И дядя приосанился. Он едва сидел на месте от нетерпения и радости.
— Нет, папочка, не из Ломоносова, — сказала Сашенька, едва подавляя свой смех, — а так как вы были военный и воевали с неприятелями, то Илюша и выучил стихи про военное… Осаду Памбы, папочка.
— Осада Памбы? а! не помню… Что это за Памба, ты знаешь, Сережа? Верно, что-нибудь героическое.
И дядя приосанился в другой раз.
— Говори, Илюша! — скомандовала Сашенька.

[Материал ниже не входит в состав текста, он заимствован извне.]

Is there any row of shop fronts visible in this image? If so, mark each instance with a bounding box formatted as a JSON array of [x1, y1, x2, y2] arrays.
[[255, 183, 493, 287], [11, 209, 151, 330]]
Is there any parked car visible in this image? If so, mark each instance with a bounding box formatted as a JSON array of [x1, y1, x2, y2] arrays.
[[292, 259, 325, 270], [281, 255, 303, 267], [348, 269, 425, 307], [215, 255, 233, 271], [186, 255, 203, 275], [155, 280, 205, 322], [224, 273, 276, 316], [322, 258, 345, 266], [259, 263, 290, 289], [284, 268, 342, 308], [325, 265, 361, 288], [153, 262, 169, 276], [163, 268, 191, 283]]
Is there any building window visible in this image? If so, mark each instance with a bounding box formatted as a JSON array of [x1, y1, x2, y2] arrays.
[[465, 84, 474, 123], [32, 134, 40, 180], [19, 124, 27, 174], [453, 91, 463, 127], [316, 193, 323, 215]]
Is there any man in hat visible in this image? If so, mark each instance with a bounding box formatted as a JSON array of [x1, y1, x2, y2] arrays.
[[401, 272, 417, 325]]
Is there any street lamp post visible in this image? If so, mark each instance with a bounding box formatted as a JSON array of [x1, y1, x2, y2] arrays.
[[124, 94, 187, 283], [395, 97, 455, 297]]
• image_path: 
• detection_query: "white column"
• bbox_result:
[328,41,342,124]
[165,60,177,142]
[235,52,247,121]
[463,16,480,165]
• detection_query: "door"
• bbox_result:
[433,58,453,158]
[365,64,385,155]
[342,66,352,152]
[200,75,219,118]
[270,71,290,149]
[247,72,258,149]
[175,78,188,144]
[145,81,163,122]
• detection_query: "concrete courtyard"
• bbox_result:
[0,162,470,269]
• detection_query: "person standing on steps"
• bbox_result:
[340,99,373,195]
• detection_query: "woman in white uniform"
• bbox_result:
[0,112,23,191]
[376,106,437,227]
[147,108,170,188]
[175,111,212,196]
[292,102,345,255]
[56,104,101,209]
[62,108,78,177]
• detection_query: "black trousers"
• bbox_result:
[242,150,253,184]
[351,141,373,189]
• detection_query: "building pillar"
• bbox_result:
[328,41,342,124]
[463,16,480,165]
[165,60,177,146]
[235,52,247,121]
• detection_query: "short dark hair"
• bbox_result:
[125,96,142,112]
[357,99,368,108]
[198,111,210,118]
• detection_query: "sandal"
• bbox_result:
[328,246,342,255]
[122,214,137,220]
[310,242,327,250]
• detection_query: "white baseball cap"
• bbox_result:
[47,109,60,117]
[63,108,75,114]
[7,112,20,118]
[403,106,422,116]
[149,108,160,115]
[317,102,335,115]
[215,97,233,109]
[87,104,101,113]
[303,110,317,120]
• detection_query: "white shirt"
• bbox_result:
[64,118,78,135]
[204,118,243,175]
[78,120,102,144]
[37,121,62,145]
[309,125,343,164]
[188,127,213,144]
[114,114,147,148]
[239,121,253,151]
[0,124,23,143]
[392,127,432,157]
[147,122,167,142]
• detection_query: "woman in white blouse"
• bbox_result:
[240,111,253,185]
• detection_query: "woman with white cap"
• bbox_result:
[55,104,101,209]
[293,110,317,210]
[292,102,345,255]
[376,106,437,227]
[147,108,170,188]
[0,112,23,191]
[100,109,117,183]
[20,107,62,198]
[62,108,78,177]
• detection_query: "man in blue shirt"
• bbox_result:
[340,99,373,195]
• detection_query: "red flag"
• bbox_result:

Девять лет, как Педро Гомец*…—
начал Илюша маленьким, ровным и ясным голосом, без запятых и без точек, как обыкновенно сказывают маленькие дети заученные стихи, —
Девять лет, как Педро Гомец
Осаждает замок Памбу,
Молоком одним питаясь,
И всё войско дона Педра,
Девять тысяч кастильянцев,
Все по данному обету
Ниж
Пьют одно лишь молоко.
— Как! что? Что это за молоко? — вскричал дядя, смотря на меня в изумлении.
— Читай дальше, Илюша, — вскричала Сашенька.
Всякий день дон Педро Гомец
О своем бессилье плачет,
Закрываясь епанчою.
Настает уж год десятый;
Злые мавры торжествуют;
А от войска дона Педра
Всего-навсего осталось
Девятнадцать человек…
— Да это галиматья! — вскричал дядя с беспокойством, — ведь это невозможное ж дело! Девятнадцать человек от всего войска осталось, когда прежде был, даже и весьма значительный, корпус! Что ж это, братец, такое?
Но тут Саша не выдержала и залилась самым откровенным и детским смехом; и хоть смешного было вовсе немного, но не было возможности, глядя на нее, тоже не засмеяться.